According to a report compiled by the ruling party’s land and resettlement department, the officials were engaged in systematic corruption of grabbing land from vulnerable groups for themselves and their relatives and close friends.
“Party members, especially war veterans, widows and orphans started to receive withdrawal letters as a result of recommendations from members of the Land Audit Commission who, themselves seem to have found a chance through audit, to take occupied land,” the report read.
“The Land Audit Commission that was legally instituted to solve land issues is also being abused, as already occupied pieces of land are being fraudulently classified as vacant, by those involved in the exercise.”
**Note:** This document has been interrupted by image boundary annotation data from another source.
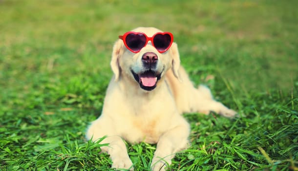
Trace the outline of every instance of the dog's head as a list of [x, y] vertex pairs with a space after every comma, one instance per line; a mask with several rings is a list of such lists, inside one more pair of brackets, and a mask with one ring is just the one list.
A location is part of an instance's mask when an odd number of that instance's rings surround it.
[[[177, 44], [172, 43], [172, 37], [169, 37], [171, 34], [152, 27], [139, 27], [132, 32], [129, 35], [120, 36], [123, 40], [118, 40], [114, 45], [110, 64], [115, 81], [126, 76], [135, 81], [143, 89], [150, 91], [156, 87], [159, 81], [171, 68], [174, 75], [178, 78], [179, 52]], [[151, 41], [153, 39], [149, 40], [144, 46], [144, 41], [139, 41], [138, 37], [148, 40], [153, 37], [154, 40], [153, 42]], [[159, 47], [165, 45], [158, 44], [158, 39], [164, 38], [171, 39], [172, 42], [166, 43], [169, 44], [168, 48], [161, 50]]]

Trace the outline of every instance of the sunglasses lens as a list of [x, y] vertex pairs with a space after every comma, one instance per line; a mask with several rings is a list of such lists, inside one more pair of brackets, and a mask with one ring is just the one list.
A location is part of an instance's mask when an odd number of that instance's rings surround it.
[[170, 36], [168, 34], [158, 34], [154, 36], [153, 41], [156, 49], [163, 51], [169, 47], [172, 40]]
[[142, 34], [131, 33], [127, 35], [125, 39], [128, 47], [134, 51], [141, 50], [146, 43], [146, 37]]

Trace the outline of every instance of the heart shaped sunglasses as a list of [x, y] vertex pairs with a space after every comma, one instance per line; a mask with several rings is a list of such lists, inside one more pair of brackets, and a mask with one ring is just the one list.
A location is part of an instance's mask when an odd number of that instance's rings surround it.
[[146, 46], [149, 41], [159, 53], [167, 51], [172, 45], [173, 35], [170, 32], [156, 33], [151, 37], [148, 37], [144, 33], [129, 31], [119, 39], [123, 41], [124, 45], [131, 52], [138, 53]]

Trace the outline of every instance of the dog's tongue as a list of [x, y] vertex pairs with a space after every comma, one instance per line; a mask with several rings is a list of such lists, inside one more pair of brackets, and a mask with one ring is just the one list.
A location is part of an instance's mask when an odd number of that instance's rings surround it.
[[140, 77], [143, 86], [154, 86], [157, 81], [157, 77]]

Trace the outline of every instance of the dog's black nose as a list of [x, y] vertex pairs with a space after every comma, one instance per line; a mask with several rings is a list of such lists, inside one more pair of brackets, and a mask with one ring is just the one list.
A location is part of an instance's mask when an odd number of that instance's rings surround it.
[[153, 52], [147, 52], [143, 55], [142, 61], [146, 64], [155, 64], [158, 60], [157, 55]]

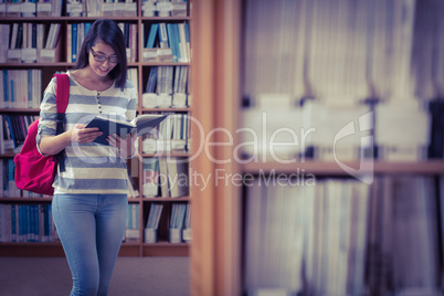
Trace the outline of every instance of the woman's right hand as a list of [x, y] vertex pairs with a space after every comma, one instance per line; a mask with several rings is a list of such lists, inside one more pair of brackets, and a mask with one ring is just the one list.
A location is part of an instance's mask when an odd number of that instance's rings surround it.
[[71, 129], [71, 142], [92, 142], [102, 134], [98, 127], [85, 128], [77, 124]]

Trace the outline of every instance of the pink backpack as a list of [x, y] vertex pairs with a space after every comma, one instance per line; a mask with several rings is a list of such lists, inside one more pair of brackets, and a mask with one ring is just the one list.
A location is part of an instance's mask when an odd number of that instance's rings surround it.
[[[66, 74], [54, 74], [54, 76], [57, 87], [55, 101], [57, 105], [56, 134], [59, 135], [63, 133], [65, 110], [70, 97], [70, 77]], [[56, 156], [42, 156], [36, 148], [35, 141], [38, 125], [39, 119], [30, 125], [23, 147], [20, 154], [14, 157], [15, 184], [19, 189], [52, 195], [54, 193], [52, 182], [57, 171], [57, 163], [61, 165], [61, 171], [65, 169], [64, 150]]]

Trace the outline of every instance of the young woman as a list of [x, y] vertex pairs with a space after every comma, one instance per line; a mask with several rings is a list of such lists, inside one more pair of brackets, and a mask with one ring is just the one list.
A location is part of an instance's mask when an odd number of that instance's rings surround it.
[[59, 168], [53, 183], [52, 213], [73, 276], [72, 296], [107, 294], [125, 233], [125, 159], [135, 152], [136, 135], [114, 135], [104, 146], [93, 142], [102, 133], [85, 124], [96, 115], [135, 117], [137, 91], [126, 73], [121, 30], [114, 21], [97, 20], [85, 36], [75, 68], [67, 72], [70, 104], [63, 134], [55, 135], [55, 78], [41, 104], [39, 150], [42, 155], [65, 152], [65, 171]]

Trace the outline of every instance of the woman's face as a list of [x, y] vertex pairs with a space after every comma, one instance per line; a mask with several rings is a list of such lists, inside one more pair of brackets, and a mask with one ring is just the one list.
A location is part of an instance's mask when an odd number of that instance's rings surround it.
[[98, 41], [91, 47], [89, 65], [98, 76], [105, 77], [117, 64], [117, 55], [108, 44]]

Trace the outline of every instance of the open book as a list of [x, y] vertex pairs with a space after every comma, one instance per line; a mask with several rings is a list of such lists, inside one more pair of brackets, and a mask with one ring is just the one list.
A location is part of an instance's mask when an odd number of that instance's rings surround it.
[[157, 127], [167, 116], [168, 115], [142, 114], [131, 121], [124, 121], [98, 115], [91, 120], [86, 127], [98, 127], [104, 134], [98, 136], [94, 141], [102, 145], [109, 145], [106, 140], [108, 136], [117, 134], [121, 138], [125, 138], [127, 134], [133, 135], [135, 131], [137, 131], [137, 136], [141, 136]]

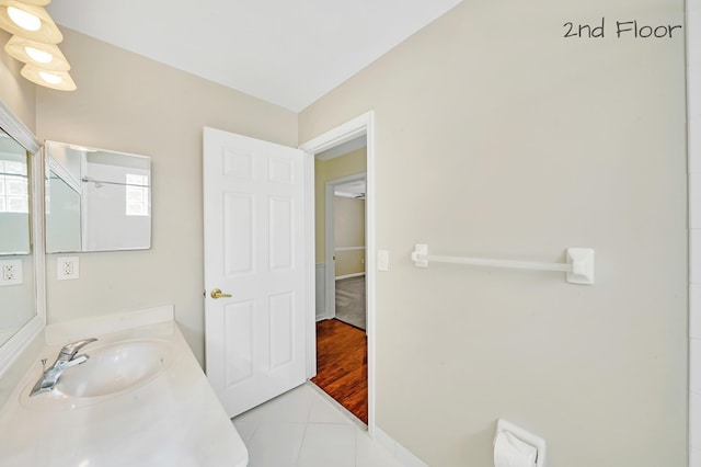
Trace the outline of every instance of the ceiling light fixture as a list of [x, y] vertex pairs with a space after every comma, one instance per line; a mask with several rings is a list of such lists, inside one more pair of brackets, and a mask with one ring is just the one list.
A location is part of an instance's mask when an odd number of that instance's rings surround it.
[[50, 0], [0, 0], [0, 29], [13, 34], [4, 50], [24, 67], [27, 80], [58, 91], [73, 91], [70, 65], [56, 44], [64, 39], [44, 8]]
[[7, 32], [46, 44], [58, 44], [64, 35], [41, 4], [0, 0], [0, 27]]
[[33, 64], [46, 70], [68, 71], [70, 65], [56, 44], [44, 44], [20, 36], [12, 36], [4, 50], [25, 64]]
[[58, 91], [74, 91], [76, 83], [67, 71], [44, 70], [26, 64], [20, 73], [30, 81]]

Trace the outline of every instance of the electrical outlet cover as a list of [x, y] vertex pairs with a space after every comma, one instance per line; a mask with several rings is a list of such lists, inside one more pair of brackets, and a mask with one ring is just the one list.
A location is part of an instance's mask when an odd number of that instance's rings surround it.
[[80, 276], [78, 257], [58, 257], [56, 259], [56, 278], [59, 281], [74, 280]]
[[22, 284], [22, 260], [0, 261], [0, 286]]

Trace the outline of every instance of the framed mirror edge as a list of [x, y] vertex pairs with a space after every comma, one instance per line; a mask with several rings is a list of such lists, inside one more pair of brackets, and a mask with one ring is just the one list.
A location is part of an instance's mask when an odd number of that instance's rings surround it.
[[0, 376], [14, 363], [46, 326], [46, 258], [44, 248], [44, 158], [36, 136], [0, 101], [0, 128], [32, 155], [32, 252], [36, 314], [4, 344], [0, 345]]

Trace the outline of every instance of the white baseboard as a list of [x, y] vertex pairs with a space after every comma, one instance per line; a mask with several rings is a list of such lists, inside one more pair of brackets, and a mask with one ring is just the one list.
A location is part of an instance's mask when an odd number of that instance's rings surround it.
[[405, 467], [428, 467], [428, 464], [416, 457], [414, 453], [402, 446], [400, 442], [387, 434], [384, 430], [375, 426], [375, 441], [382, 445], [399, 463]]
[[364, 275], [365, 275], [365, 273], [361, 272], [361, 273], [355, 273], [355, 274], [337, 275], [335, 278], [336, 278], [336, 281], [341, 281], [342, 278], [360, 277], [360, 276], [364, 276]]

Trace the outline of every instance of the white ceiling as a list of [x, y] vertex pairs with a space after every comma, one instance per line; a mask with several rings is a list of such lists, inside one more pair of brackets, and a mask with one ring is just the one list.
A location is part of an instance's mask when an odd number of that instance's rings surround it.
[[54, 0], [47, 10], [59, 26], [299, 112], [460, 1]]

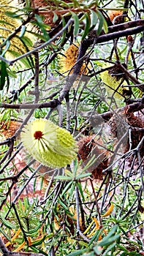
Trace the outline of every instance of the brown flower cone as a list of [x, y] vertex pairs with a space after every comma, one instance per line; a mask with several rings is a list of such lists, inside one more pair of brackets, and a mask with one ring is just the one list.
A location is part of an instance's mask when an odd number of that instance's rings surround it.
[[[118, 140], [121, 140], [122, 136], [128, 130], [129, 126], [135, 128], [144, 127], [144, 124], [141, 118], [138, 116], [135, 116], [133, 113], [129, 113], [126, 108], [124, 111], [118, 112], [118, 115], [114, 114], [110, 119], [108, 124], [111, 127], [113, 135], [114, 138], [117, 138]], [[131, 135], [132, 141], [132, 149], [134, 149], [137, 146], [144, 133], [143, 131], [135, 132], [132, 130]], [[126, 153], [129, 150], [129, 135], [124, 139], [123, 144], [124, 147], [124, 153]], [[140, 148], [140, 154], [142, 157], [144, 155], [143, 148], [143, 145], [142, 145]]]
[[78, 146], [79, 160], [82, 159], [85, 165], [95, 155], [96, 162], [88, 168], [88, 171], [92, 173], [95, 179], [102, 180], [102, 170], [108, 165], [108, 151], [105, 148], [102, 140], [96, 140], [94, 135], [86, 136], [78, 141]]

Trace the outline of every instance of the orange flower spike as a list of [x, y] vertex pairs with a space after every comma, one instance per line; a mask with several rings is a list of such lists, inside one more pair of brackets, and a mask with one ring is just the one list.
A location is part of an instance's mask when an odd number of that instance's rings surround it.
[[113, 211], [114, 208], [114, 205], [113, 203], [111, 203], [110, 208], [108, 208], [108, 210], [106, 211], [106, 213], [105, 214], [101, 215], [102, 217], [105, 217], [107, 216], [109, 216], [111, 212]]

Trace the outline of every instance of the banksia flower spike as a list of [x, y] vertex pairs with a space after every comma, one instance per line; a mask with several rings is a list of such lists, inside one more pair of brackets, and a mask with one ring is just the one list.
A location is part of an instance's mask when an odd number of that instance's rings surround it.
[[61, 167], [77, 157], [77, 146], [71, 134], [47, 119], [26, 125], [21, 140], [29, 153], [43, 165]]

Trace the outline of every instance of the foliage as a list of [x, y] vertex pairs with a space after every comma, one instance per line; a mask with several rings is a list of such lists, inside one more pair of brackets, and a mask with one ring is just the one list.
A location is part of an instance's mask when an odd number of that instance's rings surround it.
[[143, 255], [143, 3], [0, 6], [1, 253]]

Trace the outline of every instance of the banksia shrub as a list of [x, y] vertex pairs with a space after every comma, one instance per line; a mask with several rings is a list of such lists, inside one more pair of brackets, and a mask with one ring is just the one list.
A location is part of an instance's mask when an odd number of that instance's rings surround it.
[[26, 124], [21, 141], [36, 160], [50, 167], [70, 165], [77, 157], [77, 143], [69, 132], [47, 119], [36, 119]]

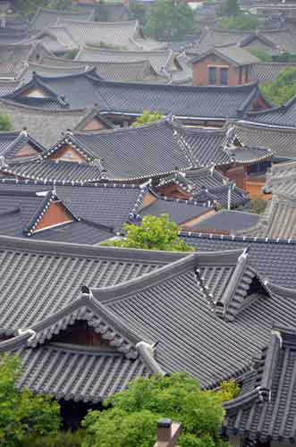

Efforts to get a comment from the Lands ministry were fruitless as minister Anxious Masuka and his secretary John Bhasera were not answering their mobile phones.
They did not respond to text and WhatsApp messages sent to the cellphones, while deputy minister Vangelis Haritatos’ phone was not reachable.
The report adds: “Conflicts emanating from double allocations as a result of corruption within the civil servants in charge of land allocation tasks continued unabated throughout the whole period under review.
“Some evictions seem to be orchestrated by civil servants within the Ministry of Lands itself, as those coming in to claim the said already occupied pieces of land, come in possession of offer letter documents dating even before the bona fide beneficiaries were allocated the said pieces.”
In 2019, President Emmerson Mnangagwa set up a commission to probe land use, investigate and determine complaints and disputes including allocation of agricultural land across the country.
The audit revealed serious irregularities in the redistribution of land seized from white former commercial farmers in 2000 and parcelled out to indigenous people, some with little to no knowledge of productive farming.
The audit revealed that some farmers sold the farms and others leased them without government approval.
Anti-Corruption Trust of Southern Africa director Obert Chinhamo urged the government to investigate officers from the Lands ministry and land commissions who are involved in corrupt activities.
“The authorities must not keep these reports as top secrets. We deserve to know the names of all the implicated individuals. Why is the government trying to protect them? The corrupt must be named and shamed. We are demanding that the report be made public,” Chinhamo said.